Doing without the jargon and made-up expressions of those whose pursuit is in a specialty field, especially philosophers and sociologists, whether or not they be "human nature" enthusiasts or skeptics; I prefer the accepted dictionary meaning as opposed to others' inventive opinions and dozens of ad hoc theories across disciplines. Nevertheless, you may wish to peruse the 2018 book titled, "Why We Disagree About Human Nature," edited by Elizabeth Hannon and Tim Lewens with chapter contributions by world-distinguished academicians. Lewens poses in his overview introduction, "Is human nature something that the natural and social sciences aim to describe, or is it pernicious fiction?" You decide.
With that said, I give you this meaning: the common qualities, fundamental dispositions and traits (both good and bad) of all human beings. In other words what humans are usually like and why they behave in the way they do.
My present thinking and comments were initially induced by a conversation with my older sibling when I had asked him why do many people exhibit and submit to unconstrained behavior, especially those violent actions that harm and take other people's lives.
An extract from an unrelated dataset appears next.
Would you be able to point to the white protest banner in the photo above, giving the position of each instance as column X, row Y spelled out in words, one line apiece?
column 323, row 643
Aside from any medical disorder causing abominable lunacy, his response was "human nature." His leaning was toward a flaw in our species with genetic and environmental dominance. My rebuttal was that we could indeed change the behavior of "human nature," in spite of the genes versus environment impact of socio-cultural aspects. The patterns of human nature are cerebral and voluntary exercises; alternative (perhaps opposite) patterns of human nature are visceral volitional actions.
So, exactly, what are some of the characteristics of human nature? I begin with some of the age-old vices and virtues which you are familiar with. I list them in an antonymic manner, although not absolute: envy-kindness, gluttony-temperance, greed-charity, lust-chastity, pride-humility, sloth-diligence, wrath-patience. Surely, you can come up with others.
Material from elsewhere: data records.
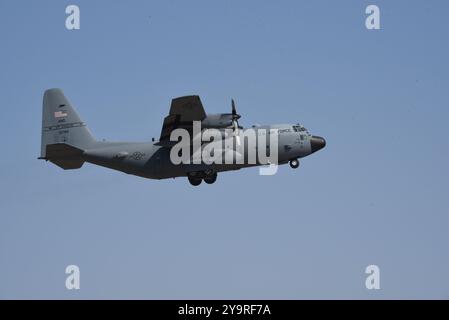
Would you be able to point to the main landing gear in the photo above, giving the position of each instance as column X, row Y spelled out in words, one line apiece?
column 294, row 163
column 195, row 178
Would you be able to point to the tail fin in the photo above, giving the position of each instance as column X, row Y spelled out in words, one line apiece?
column 63, row 131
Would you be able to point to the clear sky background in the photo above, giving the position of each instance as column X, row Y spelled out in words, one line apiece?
column 377, row 194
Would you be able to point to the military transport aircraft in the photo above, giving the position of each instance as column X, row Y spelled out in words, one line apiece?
column 68, row 143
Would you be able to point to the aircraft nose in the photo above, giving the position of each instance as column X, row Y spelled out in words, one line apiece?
column 317, row 143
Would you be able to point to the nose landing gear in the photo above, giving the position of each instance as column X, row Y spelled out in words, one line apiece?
column 194, row 181
column 195, row 178
column 294, row 163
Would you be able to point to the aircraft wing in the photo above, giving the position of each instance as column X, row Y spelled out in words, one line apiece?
column 183, row 112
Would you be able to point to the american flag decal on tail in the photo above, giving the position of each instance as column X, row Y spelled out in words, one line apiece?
column 60, row 114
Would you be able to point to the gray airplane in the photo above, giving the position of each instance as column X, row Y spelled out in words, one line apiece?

I often say that it is much easier to do the wrong thing rather than the right thing. No man knows how bad he is until he has tried very hard to be good. People have the power to make themselves what they please, and we must beware of those who attempt to make others as they please. Yes, "Know thyself," but "Know others" also.
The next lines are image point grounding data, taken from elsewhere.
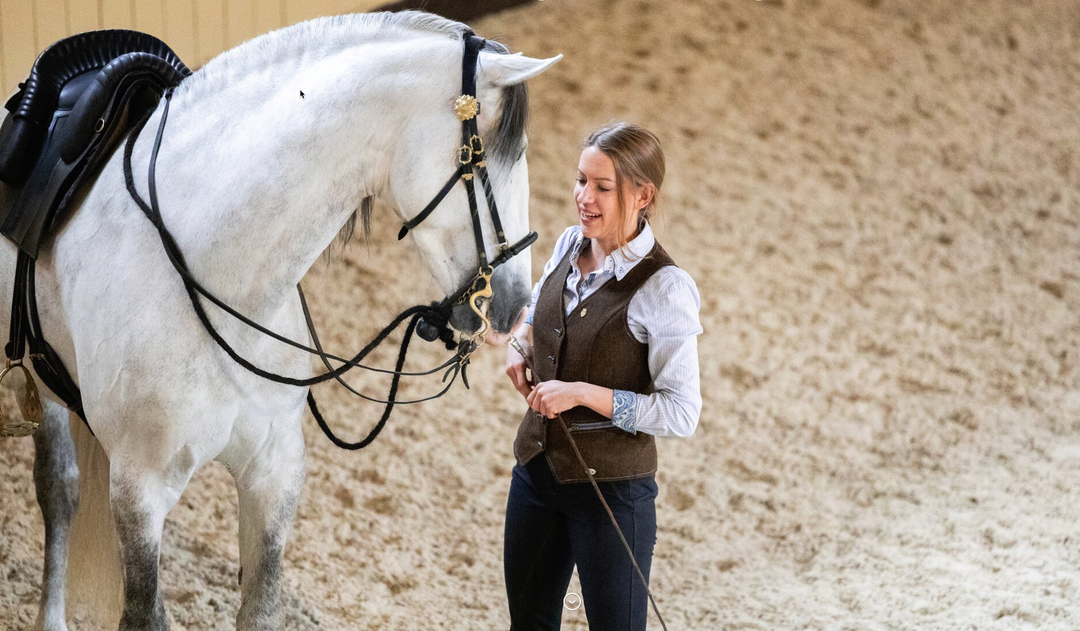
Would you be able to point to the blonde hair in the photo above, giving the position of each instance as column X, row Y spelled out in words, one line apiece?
column 638, row 160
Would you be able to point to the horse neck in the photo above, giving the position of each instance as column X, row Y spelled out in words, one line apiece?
column 255, row 180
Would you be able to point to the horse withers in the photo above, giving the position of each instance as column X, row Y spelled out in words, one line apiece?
column 254, row 183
Thus, if you have a vice, I believe you can rid yourself of it. If you have a virtue, then you must guard it, lest you lose it. We must subordinate our appetites; as Charles Dickens did have one of his characters speak: "Subdue your appetites, my dears, and you've conquered human nature." The quarrel within us is our infective disease. How to recover from the divide within of the two antonymic traits not being "at home" together? We must be sure when feeding the wolves within us, that we feed the good wolf the more!